Tuesday, April 28, 2015

Pumpkin & Gratefulness

Be Grateful

If you've ever practiced being grateful in a tangible way, such as writing down on paper several things you are grateful for, or writing a handwritten note to acknowledge someone and express your gratitude, then you know how rewarding this can be (for both the giver and recipient).

I am grateful for so many things, but often moments or things (especially the little stuff) slip by unnoticed.  When you are being grateful, you are being present.  I challenge myself and you to write down every day for a week what you are grateful for, and see how it affects your mood or outlook.  If you can, try to do this in a space without distractions.  Be still in nature, or keep a journal by your bed to record these things that you are thankful and grateful for in your life.  Focus only on that task; set the cell phone or laptop aside and put pen to paper.

If you have access to healthy foods, then there you go: there's one!  I am so incredibly grateful to have access to whole, nutritious ingredients and the tools and capability to prepare my own, nourishing food that sustains me on my runs as well as my daily routines. If you've read my previous posts and recipes, you'll notice I am a pumpkin fanatic--not just during the holiday season, but year-round.

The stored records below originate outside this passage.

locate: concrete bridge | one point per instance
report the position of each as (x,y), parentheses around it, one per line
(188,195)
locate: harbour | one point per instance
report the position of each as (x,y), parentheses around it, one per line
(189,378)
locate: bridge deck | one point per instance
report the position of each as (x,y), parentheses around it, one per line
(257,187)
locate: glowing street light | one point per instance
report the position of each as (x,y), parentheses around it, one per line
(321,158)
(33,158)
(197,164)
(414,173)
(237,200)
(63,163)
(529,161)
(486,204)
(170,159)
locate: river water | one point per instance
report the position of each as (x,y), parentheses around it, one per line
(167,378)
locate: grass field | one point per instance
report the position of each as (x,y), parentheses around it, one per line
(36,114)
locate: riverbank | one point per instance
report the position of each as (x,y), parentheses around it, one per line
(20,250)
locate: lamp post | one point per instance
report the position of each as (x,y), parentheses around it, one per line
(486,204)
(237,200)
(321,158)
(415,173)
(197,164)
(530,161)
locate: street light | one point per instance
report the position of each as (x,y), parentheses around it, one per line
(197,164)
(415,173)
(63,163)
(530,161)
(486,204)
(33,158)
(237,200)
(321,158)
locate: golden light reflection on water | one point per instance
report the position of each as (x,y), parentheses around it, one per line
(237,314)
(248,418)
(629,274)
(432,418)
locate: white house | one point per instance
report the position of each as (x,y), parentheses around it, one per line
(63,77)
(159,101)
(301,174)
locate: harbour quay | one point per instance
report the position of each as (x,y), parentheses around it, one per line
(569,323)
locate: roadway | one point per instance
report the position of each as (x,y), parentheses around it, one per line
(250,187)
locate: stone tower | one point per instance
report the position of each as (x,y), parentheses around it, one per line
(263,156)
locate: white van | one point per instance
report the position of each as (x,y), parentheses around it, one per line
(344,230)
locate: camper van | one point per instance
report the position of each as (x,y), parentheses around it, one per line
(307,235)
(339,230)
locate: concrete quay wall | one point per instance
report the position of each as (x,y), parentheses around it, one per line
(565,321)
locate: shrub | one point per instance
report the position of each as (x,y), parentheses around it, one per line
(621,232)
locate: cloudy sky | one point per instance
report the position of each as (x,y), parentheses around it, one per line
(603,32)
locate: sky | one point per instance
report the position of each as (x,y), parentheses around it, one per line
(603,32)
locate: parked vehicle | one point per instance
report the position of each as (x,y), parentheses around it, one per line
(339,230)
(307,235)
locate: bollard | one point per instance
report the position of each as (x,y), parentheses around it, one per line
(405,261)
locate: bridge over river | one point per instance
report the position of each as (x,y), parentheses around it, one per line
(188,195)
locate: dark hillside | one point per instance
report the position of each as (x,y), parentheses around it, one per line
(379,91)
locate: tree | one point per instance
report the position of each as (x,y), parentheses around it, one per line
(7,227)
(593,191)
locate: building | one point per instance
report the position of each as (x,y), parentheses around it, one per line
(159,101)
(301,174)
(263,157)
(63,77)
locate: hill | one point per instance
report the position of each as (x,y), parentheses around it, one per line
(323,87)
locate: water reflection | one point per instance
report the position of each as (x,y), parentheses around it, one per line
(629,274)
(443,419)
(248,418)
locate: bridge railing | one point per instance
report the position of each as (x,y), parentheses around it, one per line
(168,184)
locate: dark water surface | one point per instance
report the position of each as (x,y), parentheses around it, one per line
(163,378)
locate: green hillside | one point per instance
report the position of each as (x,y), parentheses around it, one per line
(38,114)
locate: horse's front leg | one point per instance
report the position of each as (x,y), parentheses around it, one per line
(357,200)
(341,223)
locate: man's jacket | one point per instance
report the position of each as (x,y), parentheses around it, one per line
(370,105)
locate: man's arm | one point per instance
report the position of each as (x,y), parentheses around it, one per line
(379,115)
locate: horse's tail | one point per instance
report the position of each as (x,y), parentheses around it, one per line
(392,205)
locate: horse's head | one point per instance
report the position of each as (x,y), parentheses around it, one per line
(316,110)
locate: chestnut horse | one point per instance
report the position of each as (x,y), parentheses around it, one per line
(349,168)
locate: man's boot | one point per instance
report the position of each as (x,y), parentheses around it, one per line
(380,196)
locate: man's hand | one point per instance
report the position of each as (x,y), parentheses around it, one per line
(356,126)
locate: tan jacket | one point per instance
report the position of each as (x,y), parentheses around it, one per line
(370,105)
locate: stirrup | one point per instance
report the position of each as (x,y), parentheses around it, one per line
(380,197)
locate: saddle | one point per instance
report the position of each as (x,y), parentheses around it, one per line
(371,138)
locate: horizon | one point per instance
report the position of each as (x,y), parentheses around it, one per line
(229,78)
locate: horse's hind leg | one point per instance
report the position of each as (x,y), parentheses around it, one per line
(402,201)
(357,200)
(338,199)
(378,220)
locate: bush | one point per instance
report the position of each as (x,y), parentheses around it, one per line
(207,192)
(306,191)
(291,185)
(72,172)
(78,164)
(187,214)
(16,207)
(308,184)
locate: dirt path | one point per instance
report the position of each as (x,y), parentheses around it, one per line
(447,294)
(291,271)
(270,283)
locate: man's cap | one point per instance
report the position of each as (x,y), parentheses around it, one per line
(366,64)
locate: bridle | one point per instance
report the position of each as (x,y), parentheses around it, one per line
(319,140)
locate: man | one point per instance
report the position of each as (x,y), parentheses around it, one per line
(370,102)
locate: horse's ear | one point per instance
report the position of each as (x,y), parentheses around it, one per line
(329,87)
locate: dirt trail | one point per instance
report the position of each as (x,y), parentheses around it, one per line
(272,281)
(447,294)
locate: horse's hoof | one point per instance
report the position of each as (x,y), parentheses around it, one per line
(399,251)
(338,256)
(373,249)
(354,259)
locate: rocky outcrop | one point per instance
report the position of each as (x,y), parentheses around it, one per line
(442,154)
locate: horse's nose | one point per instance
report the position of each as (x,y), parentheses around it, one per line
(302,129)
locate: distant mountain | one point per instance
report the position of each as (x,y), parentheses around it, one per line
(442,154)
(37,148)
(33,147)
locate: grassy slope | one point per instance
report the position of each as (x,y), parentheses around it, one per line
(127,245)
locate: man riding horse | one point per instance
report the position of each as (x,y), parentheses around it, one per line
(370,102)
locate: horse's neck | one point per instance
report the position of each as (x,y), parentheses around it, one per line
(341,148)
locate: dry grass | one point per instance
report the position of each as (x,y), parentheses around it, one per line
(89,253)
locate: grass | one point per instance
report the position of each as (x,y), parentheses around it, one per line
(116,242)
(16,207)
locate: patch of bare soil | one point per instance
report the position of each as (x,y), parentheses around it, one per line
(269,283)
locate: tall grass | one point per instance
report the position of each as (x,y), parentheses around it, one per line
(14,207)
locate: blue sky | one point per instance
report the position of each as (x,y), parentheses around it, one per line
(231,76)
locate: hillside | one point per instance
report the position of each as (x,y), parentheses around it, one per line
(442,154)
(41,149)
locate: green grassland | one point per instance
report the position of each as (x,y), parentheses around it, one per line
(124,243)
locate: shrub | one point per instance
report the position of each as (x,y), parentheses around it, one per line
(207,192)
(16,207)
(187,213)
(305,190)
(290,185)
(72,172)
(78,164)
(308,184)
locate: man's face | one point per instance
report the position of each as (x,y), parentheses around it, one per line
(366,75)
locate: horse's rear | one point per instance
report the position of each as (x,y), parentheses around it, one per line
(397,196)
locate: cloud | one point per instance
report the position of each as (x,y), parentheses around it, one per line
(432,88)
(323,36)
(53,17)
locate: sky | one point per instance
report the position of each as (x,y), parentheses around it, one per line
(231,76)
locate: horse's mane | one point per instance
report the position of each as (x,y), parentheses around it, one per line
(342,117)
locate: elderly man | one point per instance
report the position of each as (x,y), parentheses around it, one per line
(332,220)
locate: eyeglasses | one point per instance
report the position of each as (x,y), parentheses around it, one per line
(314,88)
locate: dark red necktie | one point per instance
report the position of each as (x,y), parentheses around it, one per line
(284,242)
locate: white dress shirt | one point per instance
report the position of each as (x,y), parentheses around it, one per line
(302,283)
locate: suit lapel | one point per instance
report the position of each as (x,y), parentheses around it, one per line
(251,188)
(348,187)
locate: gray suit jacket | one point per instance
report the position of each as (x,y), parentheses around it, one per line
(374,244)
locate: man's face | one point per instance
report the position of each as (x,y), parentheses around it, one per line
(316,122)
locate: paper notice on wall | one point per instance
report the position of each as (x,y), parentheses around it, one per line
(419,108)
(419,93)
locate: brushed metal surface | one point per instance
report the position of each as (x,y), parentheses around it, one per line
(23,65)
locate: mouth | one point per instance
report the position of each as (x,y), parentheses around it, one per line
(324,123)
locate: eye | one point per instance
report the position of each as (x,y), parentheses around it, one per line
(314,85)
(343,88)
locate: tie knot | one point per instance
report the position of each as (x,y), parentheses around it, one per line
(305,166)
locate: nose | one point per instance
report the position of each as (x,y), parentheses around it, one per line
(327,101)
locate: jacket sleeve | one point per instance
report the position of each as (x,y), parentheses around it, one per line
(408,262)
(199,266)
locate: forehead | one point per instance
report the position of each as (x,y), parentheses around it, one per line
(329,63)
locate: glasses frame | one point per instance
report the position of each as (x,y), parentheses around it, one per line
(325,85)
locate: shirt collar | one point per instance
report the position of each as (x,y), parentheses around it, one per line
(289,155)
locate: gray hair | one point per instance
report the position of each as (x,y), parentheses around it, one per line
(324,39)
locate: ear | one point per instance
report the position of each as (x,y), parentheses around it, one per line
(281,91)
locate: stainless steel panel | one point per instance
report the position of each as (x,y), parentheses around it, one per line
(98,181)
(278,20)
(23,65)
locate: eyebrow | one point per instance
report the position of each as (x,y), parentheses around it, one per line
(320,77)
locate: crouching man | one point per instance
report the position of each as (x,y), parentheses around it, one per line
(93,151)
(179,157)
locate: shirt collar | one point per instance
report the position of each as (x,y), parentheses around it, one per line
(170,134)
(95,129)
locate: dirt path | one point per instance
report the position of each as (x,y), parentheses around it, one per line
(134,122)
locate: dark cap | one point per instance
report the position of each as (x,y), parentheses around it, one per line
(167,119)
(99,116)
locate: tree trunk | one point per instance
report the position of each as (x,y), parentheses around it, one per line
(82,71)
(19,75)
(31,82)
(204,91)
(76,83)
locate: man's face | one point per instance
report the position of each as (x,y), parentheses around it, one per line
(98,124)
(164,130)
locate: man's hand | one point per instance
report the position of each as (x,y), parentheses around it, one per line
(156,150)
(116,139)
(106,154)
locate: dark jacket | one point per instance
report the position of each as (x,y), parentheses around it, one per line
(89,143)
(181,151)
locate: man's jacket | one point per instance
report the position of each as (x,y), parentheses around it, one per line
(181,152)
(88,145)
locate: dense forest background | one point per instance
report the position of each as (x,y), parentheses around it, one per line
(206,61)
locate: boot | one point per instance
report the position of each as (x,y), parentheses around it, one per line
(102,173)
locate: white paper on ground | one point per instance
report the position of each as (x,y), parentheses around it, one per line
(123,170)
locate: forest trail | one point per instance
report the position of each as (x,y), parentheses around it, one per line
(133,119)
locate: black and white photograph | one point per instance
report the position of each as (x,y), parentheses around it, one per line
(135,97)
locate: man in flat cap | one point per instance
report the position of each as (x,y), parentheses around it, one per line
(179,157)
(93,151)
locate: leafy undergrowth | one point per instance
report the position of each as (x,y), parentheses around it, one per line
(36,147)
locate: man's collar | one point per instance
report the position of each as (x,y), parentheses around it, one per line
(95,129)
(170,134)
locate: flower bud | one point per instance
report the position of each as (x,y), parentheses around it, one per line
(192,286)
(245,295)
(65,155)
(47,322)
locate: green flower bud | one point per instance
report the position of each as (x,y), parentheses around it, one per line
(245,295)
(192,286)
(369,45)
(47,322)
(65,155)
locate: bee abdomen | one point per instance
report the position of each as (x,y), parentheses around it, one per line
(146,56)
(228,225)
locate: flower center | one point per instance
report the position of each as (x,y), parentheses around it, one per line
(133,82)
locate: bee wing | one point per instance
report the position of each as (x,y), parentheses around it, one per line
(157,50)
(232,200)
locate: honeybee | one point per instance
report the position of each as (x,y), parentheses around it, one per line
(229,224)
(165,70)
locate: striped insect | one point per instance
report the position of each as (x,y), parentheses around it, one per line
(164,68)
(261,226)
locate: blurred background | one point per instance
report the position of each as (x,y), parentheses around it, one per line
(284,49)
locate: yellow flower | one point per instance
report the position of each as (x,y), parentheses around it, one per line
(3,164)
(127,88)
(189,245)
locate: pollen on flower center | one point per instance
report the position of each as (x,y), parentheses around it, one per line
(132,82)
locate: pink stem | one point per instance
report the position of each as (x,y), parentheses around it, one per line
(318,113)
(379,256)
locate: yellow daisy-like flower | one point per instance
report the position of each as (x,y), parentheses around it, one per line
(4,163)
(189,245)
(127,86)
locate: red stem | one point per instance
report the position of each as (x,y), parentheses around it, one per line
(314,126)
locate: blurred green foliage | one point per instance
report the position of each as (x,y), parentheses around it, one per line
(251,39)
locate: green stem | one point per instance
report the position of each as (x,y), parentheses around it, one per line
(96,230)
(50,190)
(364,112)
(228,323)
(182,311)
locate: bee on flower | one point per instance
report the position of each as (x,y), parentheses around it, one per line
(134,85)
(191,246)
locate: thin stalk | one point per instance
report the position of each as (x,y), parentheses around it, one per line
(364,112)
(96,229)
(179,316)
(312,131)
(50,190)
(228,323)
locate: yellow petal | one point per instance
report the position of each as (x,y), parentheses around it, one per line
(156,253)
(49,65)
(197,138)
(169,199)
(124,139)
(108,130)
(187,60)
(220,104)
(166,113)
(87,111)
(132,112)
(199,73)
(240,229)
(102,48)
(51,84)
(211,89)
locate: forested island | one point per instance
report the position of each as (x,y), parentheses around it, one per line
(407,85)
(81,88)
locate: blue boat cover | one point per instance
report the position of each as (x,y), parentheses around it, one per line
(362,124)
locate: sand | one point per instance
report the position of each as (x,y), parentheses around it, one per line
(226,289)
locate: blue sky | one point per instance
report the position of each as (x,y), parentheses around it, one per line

Hopefully, you'll be grateful for this fab treat that is delicious and packed with pumpkin-y goodness.  If you're not a pumpkin fan yet, keep this in mind: pumpkin is an extremely nutrient-dense food and contains an abundance of vitamins and minerals while being low in calories.  Here's just a few specific goodies in pumpkin:

  • Beta-Carotene: an antioxidant that is converted to vitamin A in the body.  Foods such as pumpkin rich in beta-carotene may protect against asthma, heart disease, reduce the risk of cancer and delay body degeneration associated with aging.  
  • Fiber and Potassium: The Fiber, Potassium and Vitamin C in pumpkin all promote heart health. Increased potassium has been linked to a reduced stroke risk.
  • Iron: consuming iron from plant sources such as pumpkin may help boost fertility according to Harvard Medical School Health Publications. 
"Consuming one cup of cooked, canned pumpkin would provide well over 100% of your daily needs for vitamin A, 20% of the daily value for vitamin C, 10% or more for vitamin E, riboflavin, potassium, copper and manganese at least 5% for thiamin, B-6, folate, pantothenic acid, niacin, iron, magnesium, and phosphorus. (1)

Sounds good to me!
pumpkin cranberry clean eating cookies

Pumpkin Cranberry Cookies
Flourless Gluten-free Cookies with no oil or added sugar

Yields 12

healthy no sugar added cookies


¼ cup organic coconut oil
3 tablespoons raw honey
2/3 cup pumpkin seeds
2/3 cup apple juice-sweetened cranberries (or raisins)
1-1/3 cup gluten-free oats
¾ cup unsweetened coconut flakes
¼ cup ground chia seeds
¾ teaspoon cinnamon
¼ teaspoon ginger
1/8 teaspoon nutmeg
1/8 teaspoon sea salt
2/3 cup (heaping) pureed pumpkin
2 eggs (or chia "eggs" or egg replacement of your choice)

  1. Melt coconut oil and honey in the microwave or stove top.
  2. In a large bowl, mix seeds, cranberries, oats, coconut, and spices and salt.  Stir in pumpkin and eggs, and add coconut oil honey mixture.
  3.  Divide into 12 cookies, bake at 325 degrees for 15 to 18 minutes.  Let cool 3 minutes on a wire rack, then enjoy!

fresh healthy gluten-free pumpkin cookies

These make an excellent breakfast choice as well.  Alternate options are to omit the honey and add in semisweet or nondairy chocolate chips, or any other dried fruit.  You may also use almond flour in place of the coconut flakes if you prefer.

A sneak peek into my workstation: recipe testing and developing while watching "Once Upon A Time."  Yay for Princess Anna!